Enterprise telecom expenditure is still quite a niche subject once you get into the detail of it.
From a data perspective, it overlaps all the services that make up the essential communication network within companies, the onion-like layers of supplier terms & conditions, and vast complexity that goes into the supplier-end operations to supply a service.
It’s very common today to focus on the top-line issues, i.e. what’s your overall service requirements, and what’s the best deal I can negotiate from a supplier. Once these top-line issues are agreed and a Telecom contract is implemented, there is a hidden gold mine of efficiency opportunities that can alter how company departments operate while providing large improvements to the bottom-line expenditure.
Why is this hidden? Because finding the efficiency opportunities, and executing them, are found through rigorous data & business analytics that extend past the capabilities most organisations have today.
This marks part of the Digital Finance Transformation, recognised as a key driving force for companies in the coming years. It’s also been found that most CFOs aren’t sure where to start on such a mammoth objective, evidenced by the level of funds still weighted towards traditional ways of working.
These points are raised in this McKinsey article, which also points out the approach of working in small pilot projects and successfully digitising the most critical tasks within finance, which allows the CFO to establish proof points and ease the eventual roll-out of digital technologies across the function (and other parts of the company).
What is the case then for using Telecom as a proof-point?
- Have you ever heard rumblings about the bills never being correct, even when they’re in your favour?
- Locked into commercial negotiations at end of year, because the bills need to be paid but there’s so many discrepancies that must be resolved first?
- Have a dedicated team reviewing every inch of the bill every month, on top of the normal administration?
Nothing is a greater opportunity sucker than not having a clean base.
And all these issues are not all tech-related, it’s caused by project updates not being communicated correctly, wrong assumptions about order requirements, discrepancies not being flagged quickly enough – compounding on a daily basis and when you have a large account these issues are exponentially magnified.
We all know the issues are solvable, so why aren’t they screams the account director?!
I managed an account with unpaid bills of around £7m, thanks to a national comms network that was never billed according to what was actually supplied and in compliance with the contract.
What was the guiding solution?
- Step 1) Establish a common database for every system and project report to be stored, with an abstraction method that related the raw data against how operations & contract managers would interpret the information.
- Step 2) Automate analytical patterns to gauge real-time project health and operational failures
- Step 3) Leverage the abstracted data to drive process simplification reviews
At the core, these three steps can be adapted to just about any use case within business operations that involve a complex number of data sources and co-ordination. It’s worth noting that while this example was implemented on the supplier-end it’s just as applicable on the client-end; data availability is a little different, but what is there all leads to the same outcomes.

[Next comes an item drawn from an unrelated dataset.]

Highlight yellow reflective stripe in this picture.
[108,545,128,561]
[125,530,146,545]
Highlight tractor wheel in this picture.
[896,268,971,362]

So, why aren’t teams already doing it?
Given the rise of self-service analytic tools, business teams are becoming more tech & data savvy than ever before, empowered to look deeper and wider in their subject area, and has brought far better management reporting and general productivity.
Limits are found where there are a wide number of data sources that don’t integrate easily – think the dozen different reports that only make sense when the resident finance specialist sits down and looks through it all – made worse with unstructured documents (think legal contracts, emails, spreadsheets) that have multiple technical layers of data extraction, cleansing, interpretation, and attribution that aren’t possible to perform at scale without the right resources and focused technical leadership.
We’ve spoken with many managers who are savvy of these challenges and actively look to work out solutions, but with little success due to lack of time & resource and a general challenge to quantity benefits beyond a general sense, ultimately making this type of work a distraction from core functions (sounds familiar to the CFO’s challenge breaking down finance digitisation strategies). Existing packaged solutions focus on existing well-defined processes that can have a measured step-change improvement.
Industry trends like cheaper ML (though still only at the beginning of democratising appropriate, powerful use cases), user-friendly data integration tools, and the big cloud platforms (Azure, AWS, GCP etc.) are making it easier to spin up production-grade data solutions with the right knowledge investment.
These factors point to a rise in packaged data platforms that solve the data integration and abstraction effort for business teams, automate predictable analytical patterns, and provide a path for business teams to self-improve their work models. At TMS, we’ve called this Contract Intelligence.